Nachmieter stellen vs. Mieterhöhung?

Werte Gemeinde,

folgende Frage treibt mich um:

Mieter M bezieht eine Wohnung. Die Kaltmiete beträgt ortsübliche 12,50 Euro pro m2. M unterschreibt einen Mietvertrag mit Befristung und darf frühestens nach 3 Jahren kündigen.

Nach einem Jahr beschließt die Eigentümergemeinschaft einen Fahrstuhl in das Haus einzubauen. Die Kosten werden umgelegt. Der Eigentümer der Wohnung fragt M, ob dieser den Fahrstuhl auch nutzen möchte. M verneint, da ihm die monatlichen Mehrkosten von ca. 150 Euro zu hoch sind.

Ein weiteres Jahr später beschließt M, die Wohnung vorzeitig aufgeben zu wollen. Er bespricht mündlich mit dem Verwalter des Vermieters, das M einen Nachmieter sucht. Der Nachmieter soll hierbei in den bestehenden Mietvertrag einsteigen - also auch in die Befristung.

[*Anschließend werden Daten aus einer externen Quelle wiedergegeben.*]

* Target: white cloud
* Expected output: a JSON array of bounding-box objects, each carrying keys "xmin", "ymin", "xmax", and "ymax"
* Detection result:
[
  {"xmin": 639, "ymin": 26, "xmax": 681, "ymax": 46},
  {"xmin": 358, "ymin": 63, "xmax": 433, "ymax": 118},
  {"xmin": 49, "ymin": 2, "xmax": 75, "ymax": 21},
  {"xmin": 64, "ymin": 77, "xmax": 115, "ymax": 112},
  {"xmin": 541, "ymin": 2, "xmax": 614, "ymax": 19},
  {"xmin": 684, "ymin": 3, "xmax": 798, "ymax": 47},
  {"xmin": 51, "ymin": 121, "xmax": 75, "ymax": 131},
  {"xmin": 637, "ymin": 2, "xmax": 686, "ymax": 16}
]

M informiert, das er anfängt einen Nachmieter zu suchen, sobald er eine neue Wohnung gefunden hat.

Der Fahrstuhl ist nun geplant und soll in den kommenden Monaten erreichtet werden.

Etwa 3 Wochen später hat M eine neue Wohnung gefunden und informiert den Verwalter, das er nun beginnen würde einen Nachmieter zu suchen und bittet um einen Grundriss um eine Suchanzeige zu schalten.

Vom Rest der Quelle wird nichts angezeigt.